The Lama and the Osprey
We are on the bank of the North Santiam River where it flows into Detroit Reservoir. This is apparently a very good fishing spot. Several fishing boats, with antenna-like rods sticking out in all directions, bob up and down with the current. Overhead, an Osprey hunts. She and two other fish hawks alternately soar, hover, then dive toward the water. Lama Rinchen is fascinated, taking pictures with his smart phone to show folks back in Nepal.
The Ospreys seem unaffected by the presence of photographers and fisher-folk. They just do their thing. The hawks emit a high-pitched series of short whistles communicating their presence to us and other birds, signaling their territory and clearing the air beneath their gaze. Lama seems full of childlike joy as he watches the Ospreys to see if one will dive. For the birds, it is an experiment in purposeful hovering for awhile, then moving to another place to hover. For us, it is a practice of patience.

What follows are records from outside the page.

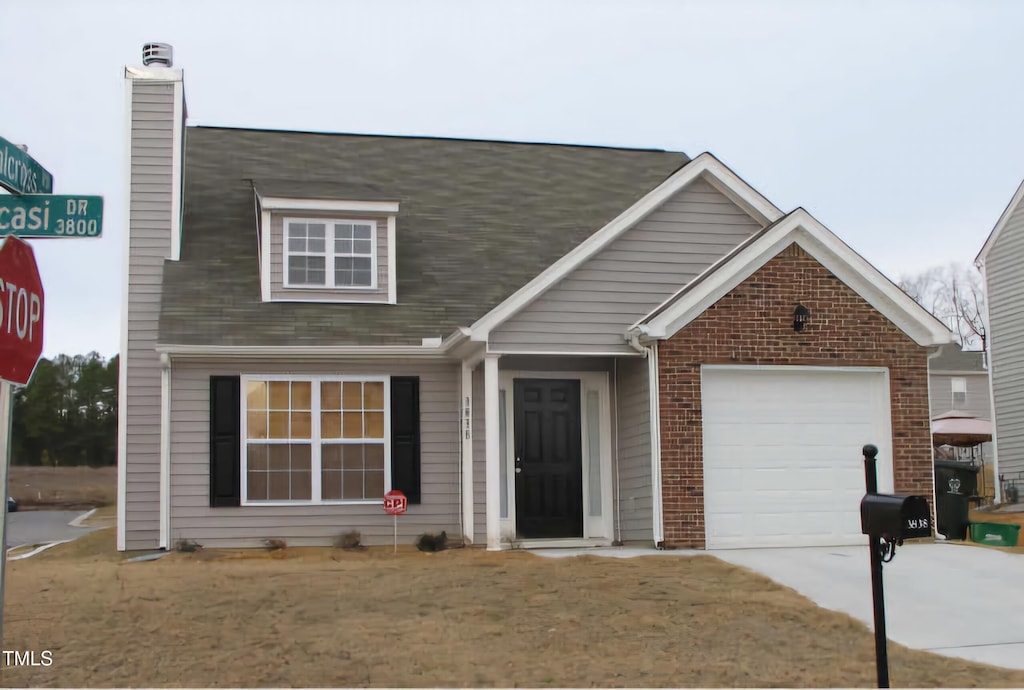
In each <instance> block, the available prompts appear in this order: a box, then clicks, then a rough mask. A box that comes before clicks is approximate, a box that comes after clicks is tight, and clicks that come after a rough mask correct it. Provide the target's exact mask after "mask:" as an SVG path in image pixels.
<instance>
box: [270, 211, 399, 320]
mask: <svg viewBox="0 0 1024 690" xmlns="http://www.w3.org/2000/svg"><path fill="white" fill-rule="evenodd" d="M285 218H289V219H295V220H301V219H305V218H323V219H333V220H342V219H344V220H372V221H374V222H375V223H377V287H376V288H375V289H373V290H333V289H332V290H315V289H311V288H293V289H290V288H286V287H285V282H284V267H285V255H284V251H285V246H284V236H285ZM387 240H388V238H387V217H386V216H367V215H362V214H357V215H351V214H337V213H334V214H323V213H307V212H299V211H296V212H290V213H280V214H279V213H274V214H273V215H271V216H270V299H272V300H294V301H303V300H321V301H337V302H351V301H359V302H384V303H386V302H387V300H388V279H389V276H388V272H387V271H388V258H387V257H388V250H389V247H388V243H387Z"/></svg>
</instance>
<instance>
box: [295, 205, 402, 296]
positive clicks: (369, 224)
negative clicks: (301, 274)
mask: <svg viewBox="0 0 1024 690" xmlns="http://www.w3.org/2000/svg"><path fill="white" fill-rule="evenodd" d="M289 223H306V224H308V223H324V224H325V225H326V229H327V231H326V232H325V239H324V243H325V247H324V249H325V250H326V251H325V265H324V271H325V275H324V277H325V284H324V285H293V284H292V283H290V282H289V276H288V259H289V257H290V256H292V252H291V250H289V248H288V225H289ZM338 223H348V224H359V225H370V285H369V286H338V285H335V284H334V261H335V259H336V258H338V257H339V256H340V257H342V258H348V257H355V258H365V256H366V255H364V254H357V255H353V254H337V253H336V252H335V251H334V242H335V235H334V232H335V230H334V226H335V225H336V224H338ZM377 230H378V221H377V220H376V219H367V218H308V217H300V216H289V217H286V218H283V219H282V226H281V246H282V256H281V285H282V287H283V288H285V289H287V290H332V291H338V292H349V291H351V292H367V291H376V290H378V287H377V285H378V279H377V277H378V271H379V266H378V263H377V254H378V249H379V248H378V246H377V245H378V242H377ZM389 251H390V249H389ZM295 256H319V254H317V253H310V252H296V253H295Z"/></svg>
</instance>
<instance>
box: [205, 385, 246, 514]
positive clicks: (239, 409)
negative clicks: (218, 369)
mask: <svg viewBox="0 0 1024 690" xmlns="http://www.w3.org/2000/svg"><path fill="white" fill-rule="evenodd" d="M241 403H242V383H241V379H240V378H239V377H237V376H211V377H210V506H211V507H213V508H221V507H224V506H240V505H242V481H241V474H242V438H241V436H242V428H241V427H242V425H241V418H242V405H241Z"/></svg>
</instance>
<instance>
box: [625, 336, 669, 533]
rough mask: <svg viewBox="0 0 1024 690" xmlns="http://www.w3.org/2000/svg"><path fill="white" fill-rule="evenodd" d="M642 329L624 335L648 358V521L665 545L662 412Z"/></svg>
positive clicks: (650, 349) (651, 361)
mask: <svg viewBox="0 0 1024 690" xmlns="http://www.w3.org/2000/svg"><path fill="white" fill-rule="evenodd" d="M641 333H643V327H642V326H641V327H640V328H639V329H637V330H631V331H630V332H629V333H628V334H627V336H626V342H627V343H629V345H630V347H632V348H633V349H634V350H636V351H637V352H641V353H643V355H644V356H645V357H646V358H647V392H648V395H649V399H648V403H647V404H648V407H649V409H650V484H651V486H650V490H651V522H652V527H653V530H652V531H653V536H654V547H655V548H657V549H664V548H665V521H664V510H663V506H662V414H660V399H659V395H658V386H657V342H654V343H652V344H651V345H641V344H640V335H641Z"/></svg>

In the short time we are watching, the birds do not snag their supper—but they continue their search. I assume they are often successful since several hunt in the same location. Nature is amazingly diverse in how various life forms adapt to the elements for simple survival. The Ospreys have a particular niche to fill in this regard and they express it in perfect harmony. It is not so easy to see perfection in the niche we humans occupy.
If we were to hold natural phenomena as a mirror to our natural mind, and recognize the call to harmony, the planet would be quite different. The human impact would be transformed by a wish for all beings to survive. We would purposely hover, with great patience, before acting.
It is an auspicious event, standing here with a Buddhist Lama and an Osprey. They both teach the same thing.